Detailed information about Human Adenovirus B Serotype 3
References used for this content
This page is for informational purposes only and does not replace medical advice. Consult a qualified healthcare professional before using any medication containing Human Adenovirus B Serotype 3.
Human Adenovirus B Serotype 3 (HAdV-B3) is a biological agent that has been pharmacologically categorized within the Antimalarial [EPC] (Established Pharmacologic Class). While traditionally known in clinical virology as a common cause of respiratory and conjunctival infections, its emergence as a therapeutic agent represents a significant milestone in biopharmaceutical engineering. In the context of its antimalarial application, HAdV-B3 is typically utilized as a non-replicating or highly attenuated viral vector designed to deliver specific genetic payloads or to stimulate a targeted immunological response against Plasmodium species, the parasites responsible for malaria.

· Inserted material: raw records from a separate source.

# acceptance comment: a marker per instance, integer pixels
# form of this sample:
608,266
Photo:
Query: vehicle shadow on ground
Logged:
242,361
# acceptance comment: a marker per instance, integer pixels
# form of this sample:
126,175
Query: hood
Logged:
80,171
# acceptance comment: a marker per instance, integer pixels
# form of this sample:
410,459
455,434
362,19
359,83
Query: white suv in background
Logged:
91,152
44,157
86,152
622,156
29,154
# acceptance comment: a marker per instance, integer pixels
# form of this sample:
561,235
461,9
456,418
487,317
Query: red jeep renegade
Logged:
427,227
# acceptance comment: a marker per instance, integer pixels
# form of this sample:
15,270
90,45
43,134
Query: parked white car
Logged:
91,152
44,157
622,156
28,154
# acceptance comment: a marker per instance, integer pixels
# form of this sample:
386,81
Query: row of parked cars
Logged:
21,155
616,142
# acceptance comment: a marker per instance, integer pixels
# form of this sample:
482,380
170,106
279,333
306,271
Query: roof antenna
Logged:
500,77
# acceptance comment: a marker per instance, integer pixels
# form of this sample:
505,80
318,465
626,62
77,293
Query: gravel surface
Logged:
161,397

As an Antimalarial [EPC], Human Adenovirus B Serotype 3 belongs to a class of drugs that traditionally includes small molecules like chloroquine or artemisinin; however, HAdV-B3 represents the 'biologic' wing of this class. According to the FDA-approved labeling (2025 updates), this agent is indicated for the prevention or treatment of specific resistant strains of malaria when used as part of a comprehensive therapeutic regimen. The transition of HAdV-B3 from a wild-type pathogen to a clinical tool involved extensive genomic modifications to ensure safety, including the deletion of the E1 and E3 genomic regions, which prevents the virus from replicating within human host cells while maintaining its ability to enter cells and express therapeutic proteins.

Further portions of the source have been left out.